No, it couldn’t be. Had he lied to us? Had George left us here with no way back to Tadoussac? I couldn’t breathe, on the verge of a total hyperventilating panic attack.
Marc walked over, hands in his pockets. His brown skin looked ruddy from time spent in the sun and on the water, and his black eyes gleamed. He wore thick canvas work pants and scuffed black boots. His red T-shirt was printed with a caribou and symbols I didn’t understand.
“George had to leave before sunup,” he said. “The shipment was ready early.”
“But he said he’d drive us,” I said, my voice so strained it barely came out.
“We’ll hitchhike,” Billy said, giving me a reassuring look. “We’ll get you there.”
“I’m taking you,” Marc said.
I looked around the parking area. There were a couple of rusty cars, an old station wagon on blocks, the way we’d found Billy’s grandfather’s truck. That left a small blue sedan, so pocked with rust that you could see through the holes.
“What’s the matter?” Marc asked, gauging my expression. “You don’t want to be seen riding in a junk car?”
“I wasn’t thinking that,” I said.
“Man, you should have seen the truck we left across the river,” Billy said. “It makes your car look brand-new.”
Mar
c gave a half smile, and I was glad Billy had said that, defused the situation.
“We’re not taking the car anyway,” Marc said. “Come on.”
He led us down to the wharf. Most of the fishing boats had left that morning, but there was one medium-size boat tied to the dock.

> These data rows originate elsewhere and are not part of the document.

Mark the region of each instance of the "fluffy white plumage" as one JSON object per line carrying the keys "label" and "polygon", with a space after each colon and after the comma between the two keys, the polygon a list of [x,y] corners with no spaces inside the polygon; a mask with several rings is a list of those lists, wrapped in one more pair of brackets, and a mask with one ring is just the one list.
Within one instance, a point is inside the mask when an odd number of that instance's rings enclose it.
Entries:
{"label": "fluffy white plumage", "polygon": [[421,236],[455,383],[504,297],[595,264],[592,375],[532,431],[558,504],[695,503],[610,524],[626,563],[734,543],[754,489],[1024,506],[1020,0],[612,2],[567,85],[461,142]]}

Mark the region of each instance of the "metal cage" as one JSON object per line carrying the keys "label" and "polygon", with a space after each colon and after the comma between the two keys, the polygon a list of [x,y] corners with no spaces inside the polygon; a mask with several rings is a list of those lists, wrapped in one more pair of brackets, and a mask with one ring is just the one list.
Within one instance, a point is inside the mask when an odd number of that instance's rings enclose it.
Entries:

It was white with a small cabin in front and long deck space in back. The boat’s name, painted on the transom, was Wolf.
“George said you need a ride to Tadoussac and up the fjord,” Marc said. “And my uncle there is busy today, so George told me to take you.”
“Thank you, Marc,” I said, tides of relief flooding me.

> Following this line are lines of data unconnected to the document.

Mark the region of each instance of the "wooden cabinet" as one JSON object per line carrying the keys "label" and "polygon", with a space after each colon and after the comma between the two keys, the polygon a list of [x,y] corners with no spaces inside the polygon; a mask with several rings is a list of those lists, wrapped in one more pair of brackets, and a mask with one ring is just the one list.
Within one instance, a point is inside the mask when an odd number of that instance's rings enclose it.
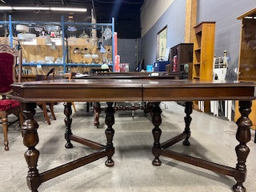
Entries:
{"label": "wooden cabinet", "polygon": [[[240,53],[238,60],[239,81],[256,81],[256,8],[237,18],[242,21]],[[252,121],[252,128],[256,128],[256,101],[253,102],[249,118]],[[234,121],[241,116],[238,111],[238,102],[236,102]]]}
{"label": "wooden cabinet", "polygon": [[[194,34],[192,79],[211,81],[214,53],[215,22],[203,22],[197,25]],[[210,102],[194,102],[194,109],[210,112]]]}
{"label": "wooden cabinet", "polygon": [[212,80],[214,34],[214,22],[203,22],[194,27],[193,79]]}
{"label": "wooden cabinet", "polygon": [[180,43],[170,49],[171,73],[178,73],[180,78],[191,78],[193,62],[193,43]]}

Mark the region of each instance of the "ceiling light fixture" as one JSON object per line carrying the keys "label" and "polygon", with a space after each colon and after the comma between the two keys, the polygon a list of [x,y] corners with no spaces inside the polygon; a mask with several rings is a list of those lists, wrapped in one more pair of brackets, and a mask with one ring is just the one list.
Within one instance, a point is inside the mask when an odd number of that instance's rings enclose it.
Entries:
{"label": "ceiling light fixture", "polygon": [[72,8],[72,7],[50,7],[51,10],[59,11],[74,11],[74,12],[86,12],[86,8]]}
{"label": "ceiling light fixture", "polygon": [[13,6],[13,10],[50,10],[50,7],[44,6]]}
{"label": "ceiling light fixture", "polygon": [[74,12],[86,12],[86,8],[74,8],[74,7],[46,7],[46,6],[0,6],[2,10],[53,10],[53,11],[74,11]]}
{"label": "ceiling light fixture", "polygon": [[0,6],[0,10],[12,10],[11,6]]}

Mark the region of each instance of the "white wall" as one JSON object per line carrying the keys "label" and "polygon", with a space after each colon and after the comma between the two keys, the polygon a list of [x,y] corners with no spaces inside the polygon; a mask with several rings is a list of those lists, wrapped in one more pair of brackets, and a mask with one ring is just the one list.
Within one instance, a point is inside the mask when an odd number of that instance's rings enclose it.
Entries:
{"label": "white wall", "polygon": [[142,37],[157,22],[174,0],[146,0],[141,11]]}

“Call me Atik,” he said. “That’s my Innu name. Around here the older people accept what the Europeans did to us, the English and French names they gave us, but not me. And my cousin Matsheshu didn’t, either.”
“Matsheshu,” I said, pronouncing the beautiful name slowly.
“Everyone called him Jacques,” he said. “But he was Matsheshu.”
We got into the boat. As Atik started the engine, Billy undid the lines and cast us off the dock. He did it so easily, I could tell a love of boats was in his blood. The water boiled, then rippled into a wide white wake behind us. I stared back at the carved eagle on top of Jacques’s—Matsheshu’s—memorial. The bird was bold with a hooked beak and spread wings; it looked almost as if it could fly.
Marie, still wearing her blue paper hat and smock, had stepped out of the plant to wave good-bye to us. Atik gave her three quick blasts on the air horn and then, just as George had told us about him, proved his love of speed by opening up the throttle and zooming through the channel.
There was almost no wind, no waves. Wolf ran smoothly over the river’s glassy blue surface. Atik stood at the wheel, I sat in a high swivel seat with a great view forward through the windshield, and Billy stood between us. I looked at the GPS chart of the area glowing green on the console. We would travel west on the Saint Lawrence River, then take a hard right at Tadoussac and head north into the Saguenay Fjord. It was a very long ride.